I'm trying to match the edges of some makeshift 1" thick table leaves I made for Thanksgiving to the kitchen table they were made for.

It looks like the depth of the cut on the table was 5/8 to 11/16 of an inch and the profile is an inch on the dot.

I don't really want to mess with trying to get a 1/2" collet or adapter on my router as it's that ubiquitous craftsman 315.17480 and the manual says it's only built for 1/4".
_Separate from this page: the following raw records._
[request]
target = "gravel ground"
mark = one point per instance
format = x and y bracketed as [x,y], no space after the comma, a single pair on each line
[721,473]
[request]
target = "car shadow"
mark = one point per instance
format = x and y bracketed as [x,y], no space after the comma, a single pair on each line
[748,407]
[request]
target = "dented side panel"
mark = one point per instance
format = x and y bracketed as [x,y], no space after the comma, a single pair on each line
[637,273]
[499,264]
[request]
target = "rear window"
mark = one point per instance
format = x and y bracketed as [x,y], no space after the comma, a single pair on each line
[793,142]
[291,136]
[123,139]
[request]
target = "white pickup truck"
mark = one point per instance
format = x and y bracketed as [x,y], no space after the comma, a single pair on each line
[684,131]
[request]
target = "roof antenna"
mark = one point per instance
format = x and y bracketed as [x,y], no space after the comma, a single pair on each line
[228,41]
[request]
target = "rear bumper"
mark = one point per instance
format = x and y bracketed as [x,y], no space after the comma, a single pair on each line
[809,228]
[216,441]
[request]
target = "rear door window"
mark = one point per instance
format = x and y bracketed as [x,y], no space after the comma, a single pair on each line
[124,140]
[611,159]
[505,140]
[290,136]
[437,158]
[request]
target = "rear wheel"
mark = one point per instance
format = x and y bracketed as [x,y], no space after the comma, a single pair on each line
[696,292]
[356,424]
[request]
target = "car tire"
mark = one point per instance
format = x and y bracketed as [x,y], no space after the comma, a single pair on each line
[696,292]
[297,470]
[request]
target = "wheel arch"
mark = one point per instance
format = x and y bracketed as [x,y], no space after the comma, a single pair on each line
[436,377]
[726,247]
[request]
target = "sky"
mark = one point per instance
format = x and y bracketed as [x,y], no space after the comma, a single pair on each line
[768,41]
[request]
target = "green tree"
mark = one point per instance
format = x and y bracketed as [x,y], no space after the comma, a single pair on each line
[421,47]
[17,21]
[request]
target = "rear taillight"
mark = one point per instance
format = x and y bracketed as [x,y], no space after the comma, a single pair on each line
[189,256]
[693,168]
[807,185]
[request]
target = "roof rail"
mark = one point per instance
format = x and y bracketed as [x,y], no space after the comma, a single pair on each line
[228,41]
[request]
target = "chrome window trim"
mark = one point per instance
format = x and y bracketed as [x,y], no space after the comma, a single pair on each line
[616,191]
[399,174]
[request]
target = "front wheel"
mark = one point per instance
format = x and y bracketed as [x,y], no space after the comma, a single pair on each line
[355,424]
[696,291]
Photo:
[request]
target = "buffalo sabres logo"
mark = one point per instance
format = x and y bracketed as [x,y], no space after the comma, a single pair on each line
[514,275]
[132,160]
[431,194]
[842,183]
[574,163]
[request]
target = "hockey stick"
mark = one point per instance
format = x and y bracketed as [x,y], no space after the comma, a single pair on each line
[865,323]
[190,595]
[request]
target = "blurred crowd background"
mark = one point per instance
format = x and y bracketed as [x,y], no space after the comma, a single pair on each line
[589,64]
Does anybody have some kind of a 2-step approach to emulating a cut like that? Is it possible to find a bit that large for a 1/4" collet (2 1/4" diameter)?


----------



## AxlMyk (Jun 13, 2006)

Can you post a picture of what you are trying to match?


----------



## bobj3 (Jan 17, 2006)

HI Pherdnut

part #6100

http://www.mlcswoodworking.com/shopsite_sc/store/html/smarthtml/pages/setdrop.htm

part #6260

http://www.mlcswoodworking.com/shopsite_sc/store/html/smarthtml/pages/bit_table_edge.html

==========


Pherdnut said:


> I'm trying to match the edges of some makeshift 1" thick table leaves I made for Thanksgiving to the kitchen table they were made for.
> 
> It looks like the depth of the cut on the table was 5/8 to 11/16 of an inch and the profile is an inch on the dot.
> 
> ...


----------



## sax13 (Jan 27, 2009)

send me a tracing of the table edge, and we can give you some options. as far as a 2-1/4 dia. bit 1/4 sh. i am afraid the sh. is going to break. but there are a few other ways we can try. bob. fax#715 662 5801 p.#715 662 2015 good luck!


----------



## Pherdnut (Jan 26, 2009)

Basically, something like the attached image I doctored. I was just wondering if anybody had some handy trick for imitating this with a smaller router with multiple passes using other types of bits. It's not a super-nice table so 100% precision isn't necessary but I thought it would be cool to try to get it close. If these types of bits all follow the same arc when they're cutting at the same depth, that would probably make life a lot easier.


----------



## bobj3 (Jan 17, 2006)

sure looks like part number #6260

===



Pherdnut said:


> Basically, something like the attached image I doctored. I was just wondering if anybody had some handy trick for imitating this with a smaller router with multiple passes using other types of bits. It's not a super-nice table so 100% precision isn't necessary but I thought it would be cool to try to get it close. If these types of bits all follow the same arc when they're cutting at the same depth, that would probably make life a lot easier.


----------



## Pherdnut (Jan 26, 2009)

bobj3 said:


> sure looks like part number #6260
> 
> ===


That's because it's doctored from the same diagram. 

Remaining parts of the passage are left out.